Maputo, 19 Jul (AIM) – The World Bank Group, over the last ten years, approved about 7.1 billion dollars in development projects in Mozambique, particularly in the sectors of electricity, agriculture, public finance, municipal development and climate change resilience.
According to the acting director of the World Bank in the country, Elvis Langa, who was recently interviewed by AIM, on the sidelines of the presentation of the Evaluation Report of the World Bank Programme, “the total value of projects approved in the last 10 years is 7.1 million US dollars”.
The director once again highlighted the negative impact of the scandal of the “hidden debts” on the economy, recalling that in the period preceding the scandal, Mozambique was part of a small group of countries that registered an annual growth rate of eight per cent.
Regarding the evaluation, a document that analyzes the importance of the World Bank Group’s assistance to Mozambique in view of the challenges facing the country, related to the weak coordination of internal priorities, and the absence of basic diagnosis to conduct priority reforms, as well as corruption and the influence of elites in the State, Langa believes that it is a document that will help to improve procedures.
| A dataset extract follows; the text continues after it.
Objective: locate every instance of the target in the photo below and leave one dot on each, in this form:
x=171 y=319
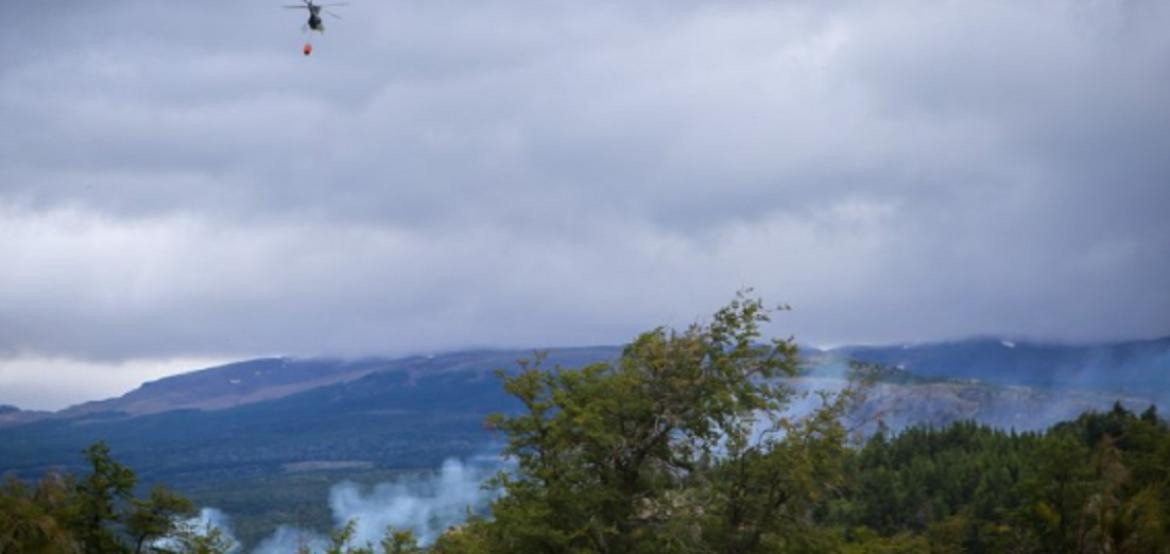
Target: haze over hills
x=265 y=436
x=260 y=415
Reacting to the report’s recommendations, the Deputy Minister of Economy and Finance, Amílcar Tivane, acknowledged the merit of the document, but pointed out the need for reflection on the design of World Bank programmes, as a way of calibrating its intervention to optimize the resources made available to the country.
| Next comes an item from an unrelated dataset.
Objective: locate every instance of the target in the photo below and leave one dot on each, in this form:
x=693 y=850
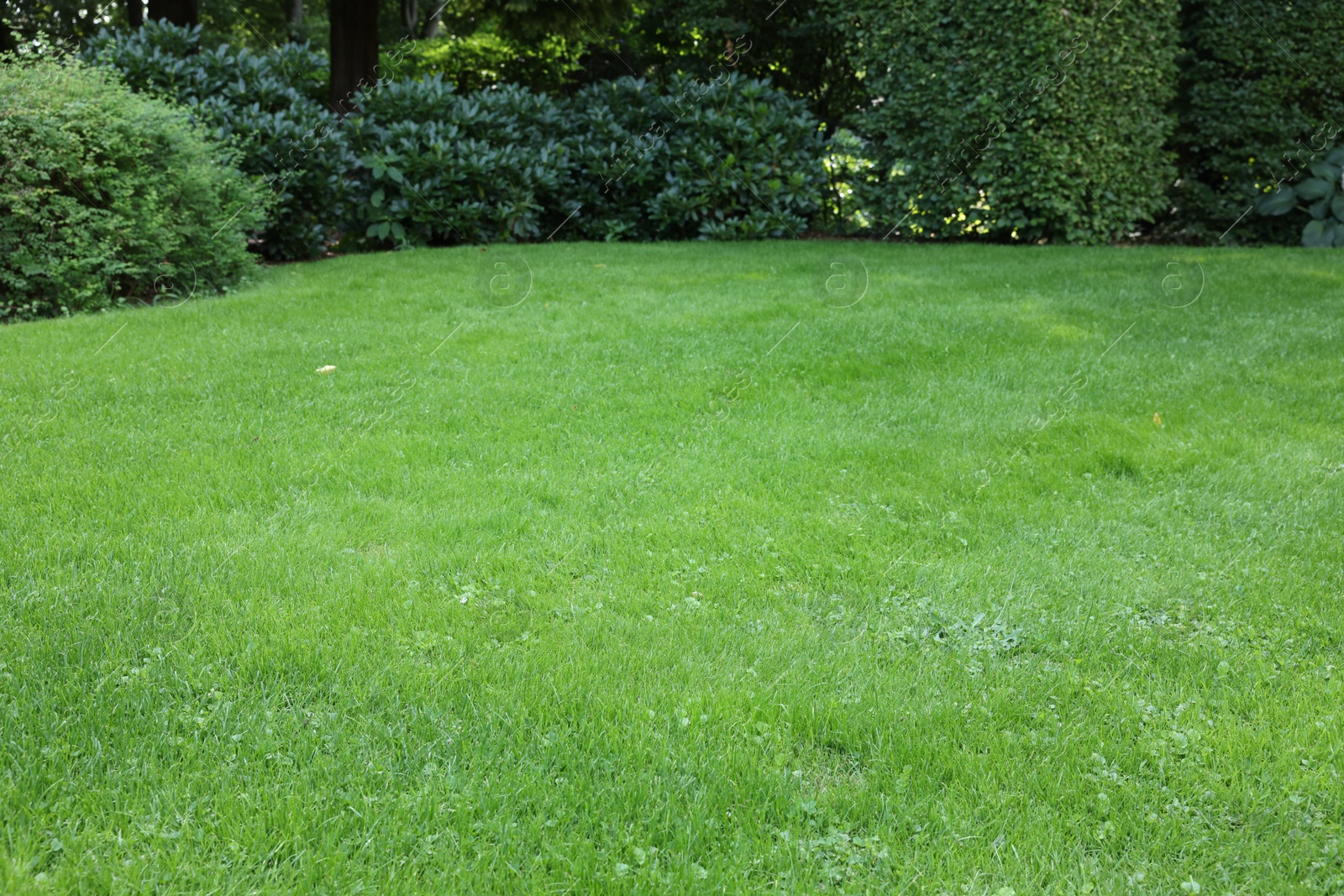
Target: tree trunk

“We think there is a problem here with the design of the programmes. We have to rethink the whole architecture behind the design of these programmes for Mozambique”, Tivane said.
Regarding vulnerability to climate shocks, the government recognizes that in the last 10 years, the World Bank’s intervention has made a significant contribution to strengthening the institutional architecture.
“In the agricultural sector, the government also believes that the Bank’s intervention falls short of expectations. It therefore urges the Bank to seek to understand the factors behind large investments and, paradoxically, low results”, Tivane said. “These are important lessons for us to calibrate World Bank assistance in the coming period”.